Lo peor es la vulnerabilidad a la que estamos expuestos. La escalada de las acciones criminales de Putin es impredecible, y lo que tenemos todos claro de este sátrapa es que morirá matando si ve cerca su derrota o su fin. El mundo se enfrenta a la mayor amenaza bélica en 80 años y, a pesar de la innegable y emocionante solidaridad con el pueblo ucraniano, las potencias europeas y americanas saben que no pueden ir más allá. Vladimir Putin no es Sadam Husein. El genocida ruso posee uno de los ejércitos más numerosos del mundo y, además, tiene la amenaza letal del botón nuclear. Esto es lo que nos convierte en espectadores silentes de su indecente invasión. Podemos armar a los ucranianos, pero la OTAN no puede intervenir en el conflicto ante el temor de desatar la tercera conflagración mundial. Ayudamos: enviamos material bélico, alimentos, ropa y medicinas; pero tenemos las manos atadas para atacar militarmente a Putin. Europa no lo hará y Estados Unidos tampoco, si no toca a la OTAN.

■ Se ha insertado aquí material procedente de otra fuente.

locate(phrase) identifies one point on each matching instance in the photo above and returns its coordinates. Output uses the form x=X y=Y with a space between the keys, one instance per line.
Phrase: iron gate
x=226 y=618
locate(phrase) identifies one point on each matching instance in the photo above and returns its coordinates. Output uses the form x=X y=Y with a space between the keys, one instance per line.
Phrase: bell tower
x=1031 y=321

El Banco Central Europeo ha anunciado una retirada de estímulos y que su programa de compra de deuda se irá reduciendo hasta los 20.000 millones mensuales en junio, cuando se prevé que acabe. Y a final de año tenemos subidas de tipos de interés en el horizonte. Cuando haya familias que no puedan llegar a fin de mes, cuando el coste de la vida se haga aún más insoportable y nos veamos obligados a retroceder muchos años en el tiempo, entonces, los efectos devastadores de la guerra de Ucrania, unidos a un entorno de inflación como no habíamos conocido en tres décadas, provocarán que haya sectores económicos que perezcan y empresas que cierren.

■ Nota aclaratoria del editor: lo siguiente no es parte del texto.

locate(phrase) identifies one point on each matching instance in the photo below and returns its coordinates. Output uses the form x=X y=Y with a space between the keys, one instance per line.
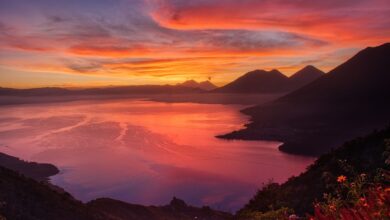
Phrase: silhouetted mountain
x=349 y=101
x=38 y=171
x=304 y=76
x=260 y=81
x=205 y=85
x=257 y=81
x=116 y=90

El sector turístico, nuestra primera industria nacional, contiene el aliento y, como todas, espera que se produzca un milagro de ultima hora que permita parar esta escalada de muerte indiscriminada. Nunca pudimos pensar que tendríamos una amenaza así y una realidad como está en pleno siglo XXI. Todo a nuestro alrededor es difícil, confuso y supone una amenaza real a nuestro estilo de vida. Insisto, no hay que ser pesimistas, pero tampoco podemos tocar el arpa mientras Ucrania arde, evidenciando un dolor ante el que no podemos cerrar los ojos.